The answer, I now think, is to spend the money -- while taking great care to ensure that it is spent well, not squandered -- and let the deficit be. By spending money well, Democrats can both improve Americans' lives and, more broadly, offer a demonstration of the benefits of good government. Deficit reduction, on the other hand, might just end up playing into the hands of the next irresponsible president."

While these statements by no means make Krugman a deficit hawk back in 2006, I don't think he's making a case for increasing deficits simply because the Democrats are in charge again. He's making a case for reallocating expenditures saved by fixing bad policy to more beneficial programs vs. using these reductions for deficit reduction. IOW, he advocates debt/GDP stabilization.

Unknown said...

P.S. Krugman (and Delong) still favor Pay-Go once we return to more normal economic conditions.

The idea that we can somehow achieve some sort of major reductions in the deficit without serious economic consequences is far fetched, given our future entitlement obligations.

Debt stabilization is not.

Jeremy R. Shown said...

Strupp,

My point was that we weren't in a liquidity trap in 2006 and Krugman was OK with continuing (not increasing) deficit spending.

He said so explicitly. His approval was based on the spending being done for things of which he personally approved.

That strikes me more as political rather than economic analysis. If that is what Krugman is engaged in, that is perfectly fine. It just shouldn't be allowed to masquerade as a dispassionate assessment of the economic situation.

J. Strupp said...

I would agree, based on your blog post, that Krugman was O.K. with existing debt levels in 2006. But I think it's quite another thing to assume that he is (or was) a fan of deficits. His piece makes it very clear what he thinks should have been done in the late 90's and wasn't.

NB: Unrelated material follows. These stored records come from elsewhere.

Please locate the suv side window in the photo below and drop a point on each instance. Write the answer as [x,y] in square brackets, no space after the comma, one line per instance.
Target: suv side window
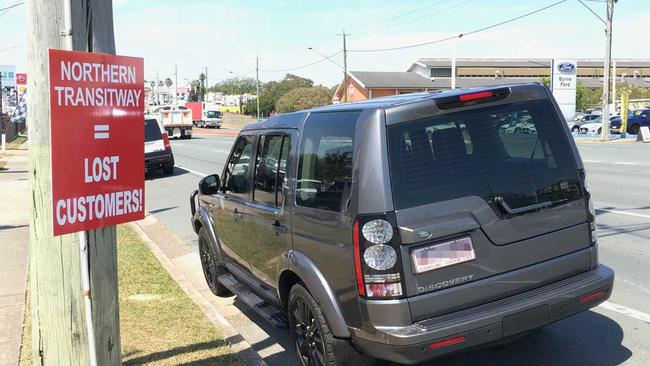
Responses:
[325,166]
[236,177]
[270,169]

"His approval was based on the spending being done for things of which he personally approved."

Not the war in Iraq, not the 2003 tax cuts, not the existing health care plan in 2006. Krugman's approval was based in existing debt levels, not the composition of government spending at the time.

And I wouldn't say that Krugman has ever masqueraded as dispassionate regarding economic policy. He openly admits to being liberal. The question is whether that has defined his position on economics or the other way around.

Based on his work as an economist, I would say the latter but that's me.